Why don't you just call the op a liar and be done with it ....


----------



## curiousB (Jan 16, 2012)

I'm still waiting to hear confirmation there is 240 in this sub panel. I wonder if both phases are the same due to a double breaker at main panel instead of a two pole. Other than loose screw on the neutral wires it's the only scenario I can think of that would stress the neutral.


----------



## zappa (Nov 25, 2011)

curiousB said:


> I'm still waiting to hear confirmation there is 240 in this sub panel. I wonder if both phases are the same due to a double breaker at main panel instead of a two pole. Other than loose screw on the neutral wires it's the only scenario I can think of that would stress the neutral.


I don't see how this would matter curious. The green feeder neutral looks in fine shape.


----------



## ritelec (Aug 30, 2009)

Stubbie said:


> Yep your fine with the main breaker being backfed. You need this hold down kit HOM1RKCP. Do a google search with those numbers and several vendors will be listed





Stubbie said:


> The panel is designed for a backfed main breaker and it is required that the detached shed has a means of disconnect be it main breaker or other method. It does need the hold down kit installed on the main breaker. You can see the standoff where it attaches.


It's designed for main lug

And I believe it's ok with six throws of the hand.


----------



## Jump-start (Sep 26, 2012)

Stubbie said:


> I wouldn't argue with that but as the op said he is going to move the connections to the terminals not affected by the heat. Shouldn't be a problem. The entire panel is only about 35 bucks. The guts will cost him more than that at an electrical supply and they will have to special order it. The bigger issue is whether or not we have figured out what caused the overheat.


 
For 20 bucks that panel can be bought from HD and just to have the guts swapped. Easy piece of mind imo.

But in any case I do agree that the over heating needs to be looked into.


----------



## Jump-start (Sep 26, 2012)

Jim Port said:


> While every indication of a loose connection is seen the OP said every connection was tight.


Just to add, if a connection is severally over tightened, it can crush the conductor and/or strip the threads to the point the connection becomes poor. Its one out of several possibilities.


----------



## Desertdrifter (Dec 10, 2009)

Gremlins


----------



## curiousB (Jan 16, 2012)

zappa said:


> I don't see how this would matter curious.
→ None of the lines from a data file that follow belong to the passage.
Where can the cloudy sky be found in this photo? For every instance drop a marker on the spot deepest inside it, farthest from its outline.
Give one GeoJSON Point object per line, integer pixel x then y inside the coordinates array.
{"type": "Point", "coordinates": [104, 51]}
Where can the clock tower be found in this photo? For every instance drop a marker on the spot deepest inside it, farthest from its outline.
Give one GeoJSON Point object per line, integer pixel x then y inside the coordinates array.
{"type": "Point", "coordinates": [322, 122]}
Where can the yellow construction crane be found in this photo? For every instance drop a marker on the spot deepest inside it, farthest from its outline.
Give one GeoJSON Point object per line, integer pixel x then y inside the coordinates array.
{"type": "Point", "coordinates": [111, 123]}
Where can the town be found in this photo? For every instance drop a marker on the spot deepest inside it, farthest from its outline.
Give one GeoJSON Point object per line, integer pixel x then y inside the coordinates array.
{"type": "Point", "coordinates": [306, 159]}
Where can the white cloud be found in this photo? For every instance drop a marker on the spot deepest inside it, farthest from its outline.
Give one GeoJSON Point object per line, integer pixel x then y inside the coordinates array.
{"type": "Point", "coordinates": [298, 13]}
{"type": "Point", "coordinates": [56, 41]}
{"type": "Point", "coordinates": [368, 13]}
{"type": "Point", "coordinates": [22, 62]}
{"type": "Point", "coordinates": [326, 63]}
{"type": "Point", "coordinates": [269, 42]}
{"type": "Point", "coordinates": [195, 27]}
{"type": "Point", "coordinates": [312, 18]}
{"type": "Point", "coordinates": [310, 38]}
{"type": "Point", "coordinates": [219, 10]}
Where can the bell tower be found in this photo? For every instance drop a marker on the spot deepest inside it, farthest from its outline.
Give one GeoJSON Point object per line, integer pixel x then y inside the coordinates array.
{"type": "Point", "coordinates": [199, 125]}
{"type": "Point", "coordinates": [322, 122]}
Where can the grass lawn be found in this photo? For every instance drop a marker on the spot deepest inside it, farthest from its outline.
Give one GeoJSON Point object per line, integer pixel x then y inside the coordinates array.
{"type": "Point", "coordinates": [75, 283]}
The green feeder neutral looks in fine shape.


Because if they are opposite phases the neutral current Is the difference of the two currents. If they are the same phase then they are additive. If the green wire is heavier gauge than the branch circuits then it might not heat up as much.

I agree most logical is a loose wire(s) on neutral bus though.


----------



## zappa (Nov 25, 2011)

curiousB said:


> Because if they are opposite phases the neutral current Is the difference of the two currents. If they are the same phase then they are additive. If the green wire is heavier gauge than the branch circuits then it might not heat up as much.
> 
> I agree most logical is a loose wire(s) on neutral bus though.


But even if he had two of the same phases running to the shed the extra current would only be on the green feeder neutral. The branch circuits wouldn't know the difference. Am I missing something?


----------



## zappa (Nov 25, 2011)

I see what you are saying but both branch circuits have their own neutral so they should never get excessive current from the other circuit. Non-subtracting, but not excessive.

Also, the OP confirmed he had a 2 pole breaker feeding the sub.

ETA: In post 36


----------



## Desertdrifter (Dec 10, 2009)

Make the repairs and try the same set up again and monitor the wires for overheating. Amp check if you can in case a heater malfunctioned. 
If no ill effects occur. Good to go.

IMHO

PS, Please mark your wires and verify 240v just to know what you have for future.


----------



## Jump-start (Sep 26, 2012)

zappa said:


> But even if he had two of the same phases running to the shed the extra current would only be on the green feeder neutral. The branch circuits wouldn't know the difference. Am I missing something?



Correct, however both home runs aren't MWBCs. Both would be protected at 20amps, so even if both are on the same phase, because they each have
a dedicated neutral the neutral would be immune from overheating. The buss bar itself is rated as much as the panel, 60, 100 or 125 amps or something similar. The main neutral however could overheat since the current would add. By the looks of it the main neutral lug and wire look ok. 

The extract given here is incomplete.